I have a table like this
id | non-binary | female | male | others |
---|---|---|---|---|
1 | True | False | False | False |
2 | False | True | False | False |
3 | False | False | True | False |
4 | True | True | True | False |
I want to combine columns into row like this -
If multiple columns have value True, only use the first column that has value True. Eg, for id=4, since the first True is in column "non-binary", then in the new table, set the gender value to non-binary.
How can it be converted to the table below by using Pandas?
id | Gender |
---|---|
1 | non-binary |
2 | female |
3 | male |
4 | non-binary |
CodePudding user response:
Since boolean
values are numeric (True == 1, False == 0) you can use idxmax
to get the index of the maximum value. This interestingly will correspond to the name of the column where the first True appears if you apply this along the column axis.
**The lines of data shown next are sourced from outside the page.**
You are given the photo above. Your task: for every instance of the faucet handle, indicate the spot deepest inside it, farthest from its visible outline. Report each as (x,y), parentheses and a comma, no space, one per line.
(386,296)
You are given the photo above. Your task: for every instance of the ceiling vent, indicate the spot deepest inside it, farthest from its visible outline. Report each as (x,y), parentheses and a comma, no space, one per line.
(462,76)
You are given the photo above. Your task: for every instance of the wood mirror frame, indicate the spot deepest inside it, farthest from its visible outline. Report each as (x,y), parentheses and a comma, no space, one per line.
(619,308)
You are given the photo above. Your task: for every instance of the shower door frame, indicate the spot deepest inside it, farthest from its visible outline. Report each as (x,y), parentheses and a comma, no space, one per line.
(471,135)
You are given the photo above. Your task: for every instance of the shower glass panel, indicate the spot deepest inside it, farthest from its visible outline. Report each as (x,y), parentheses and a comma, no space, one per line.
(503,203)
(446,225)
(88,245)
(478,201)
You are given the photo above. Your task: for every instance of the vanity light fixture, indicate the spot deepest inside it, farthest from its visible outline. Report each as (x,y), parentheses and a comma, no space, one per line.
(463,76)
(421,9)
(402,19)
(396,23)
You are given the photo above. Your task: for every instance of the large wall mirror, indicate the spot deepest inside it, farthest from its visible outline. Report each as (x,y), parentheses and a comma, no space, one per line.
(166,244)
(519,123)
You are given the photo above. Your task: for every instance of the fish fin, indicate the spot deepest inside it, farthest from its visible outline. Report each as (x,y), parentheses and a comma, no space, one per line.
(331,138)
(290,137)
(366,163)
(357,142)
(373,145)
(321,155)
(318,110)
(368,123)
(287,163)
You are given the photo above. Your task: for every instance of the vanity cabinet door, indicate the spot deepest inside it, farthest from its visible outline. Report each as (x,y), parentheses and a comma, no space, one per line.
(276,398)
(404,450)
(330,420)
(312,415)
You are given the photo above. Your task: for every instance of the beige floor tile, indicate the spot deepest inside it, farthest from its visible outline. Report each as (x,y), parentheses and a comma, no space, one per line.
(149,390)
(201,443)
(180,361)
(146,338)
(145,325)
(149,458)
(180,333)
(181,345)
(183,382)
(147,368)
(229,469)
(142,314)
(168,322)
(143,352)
# set your index to the id column if it is not already
df = df.set_index('id')
out = df.idxmax(axis='columns').rename('Gender')
print(out)
id
1 non-binary
2 female
3 male
4 non-binary
Name: Gender, dtype: object
# Can use .reset_index() or .to_frame() to convert back to a DataFrame
# (depending on what you want to do with your Index)
print(out.reset_index())
id Gender
0 1 non-binary
1 2 female
2 3 male
3 4 non-binary
CodePudding user response:
I haven't tested this. But it seems in pandas version 1.5.0 there is a new function called from_dummies
:
Try this:
pd.from_dummies(df.astype(int))
CodePudding user response:
What about just using .loc
:
df2 = pd.DataFrame({'id': df.id})
df2.loc[df['non-binary'].eq(True), 'Gender'] = 'non-binary'
df2.loc[df['non-binary'].eq(False) & df['female'].eq(True), 'Gender'] = 'female'
df2.loc[df['non-binary'].eq(False) & df['male'].eq(True), 'Gender'] = 'male'
df2.loc[df['non-binary'].eq(False) & df['others'].eq(True), 'Gender'] = 'other'
print(df2)
Output:
id | Gender | |
---|---|---|
0 | 1 | non-binary |
1 | 2 | female |
2 | 3 | male |
3 | 4 | non-binary |